Как же он ее торопил. А ей, наоборот, хотелось сидеть и вспоминать – тоже нашла время! – но раз в жизни человек имеет право затормозиться даже в неположенном месте?
Женщина в тугом халате потрогала стену. Может, она ждала землетрясения и сейчас проверяла, выдержит ли стена? Потрогала и вышла.
Рассказ у Марины получился глупым. Мишка влюбился. Девочка сказала ему, чтоб он сдох. Он пришел и попросил водки. И все.
– И все? – спросил бывший муж. – Нет, все?
– Ты бы видел, – стала оправдываться Марина. – Понимаешь, тут ему нужен мужской совет… Я не знаю, как это бывает у вас… Но не давать же пить!
– Можно и дать, – вяло как-то сказал бывший муж. – Мужик ведь… Номера!.. С больным знаешь, как, со здоровым – нет.

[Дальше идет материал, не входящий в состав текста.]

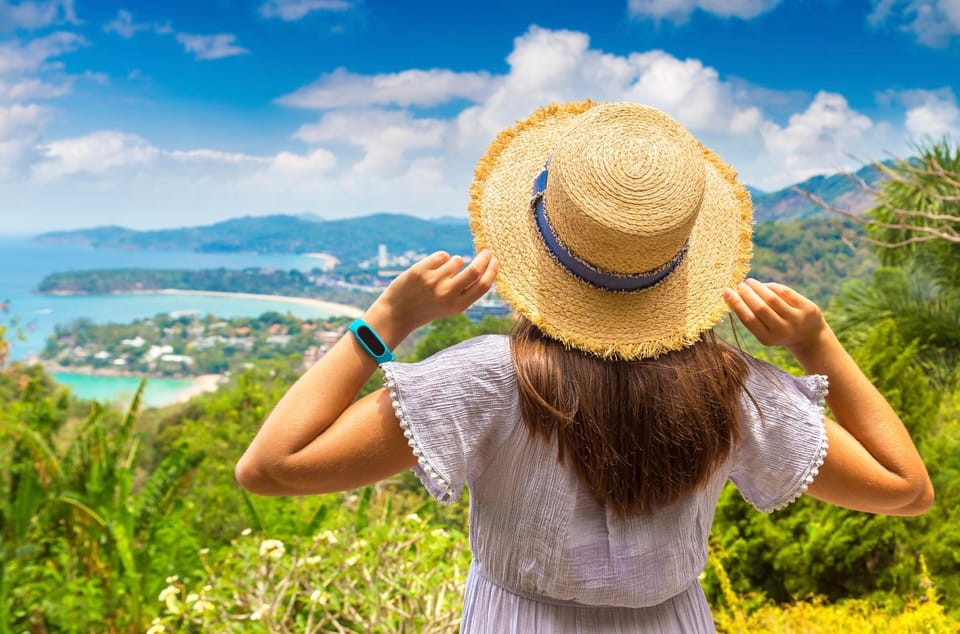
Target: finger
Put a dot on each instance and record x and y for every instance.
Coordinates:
(761, 311)
(433, 261)
(482, 285)
(467, 277)
(450, 267)
(744, 313)
(773, 300)
(789, 295)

Он смотрел на нее ненавидяще, а она не могла понять, почему. Она застряла на этой своей мысли, что имеет право на один его отцовский совет в жизни.
– Нет, серьезно! – продолжал он. – Что ты от меня хочешь? Ну, попал бы он в милицию, что ли?.. Ну, побил бы кого… Украл… Ну, напился… А то ведь пришел, как паинька, спросил вежливо: «Водка есть?» «Есть, – сказала бы умная мать, – садись, дам». Выпил бы и уснул. После поговорили бы.
Он встал.
– Пройдет у него все, пройдет! Подумаешь, страсти-мордасти. Ну, я могу, конечно, с ним поговорить, но тогда ты нас познакомь… Не виделись ведь…
Она снова появилась, женщина. Теперь она трогала его, бывшего Марининого мужа, как будто проверяла наличие.
– Не надо, – сказала Марина. – Не надо.
Кому не надо? Что не надо?
Марина перешагнула через колеса и седла. Зачем приходила?
18
На совещании в облоно было два доклада. Один – по школьным делам в целом. Второй делал прокурор.
Оксана Михайловна слушала оба доклада рассеянно. Утром, во время (приседаний, как-то очень громко хрустнуло в колене и заломило всю ногу. Пришлось надеть туфли на низком каблуке, а она любила высокий. В низком каблуке нет достойности. Это наблюдение Оксана Михайловна сделала еще в молодости. Она тогда хотела понять, почему на стадионе чувствует себя плохо, неуверенно, хоть с нормами БГТО и ГТО у нее всегда все было в порядке. Потому что раздета? Но ведь у нее хорошая фигура, она не какая-нибудь приземистая коротконожка. Поняла: дело в отсутствии каблука. В походке, при которой всегда валишься на пятки, как ни старайся встать на цыпочки. А когда она в раздевалке надевает туфли на каблуках, все будто становится на правильные места.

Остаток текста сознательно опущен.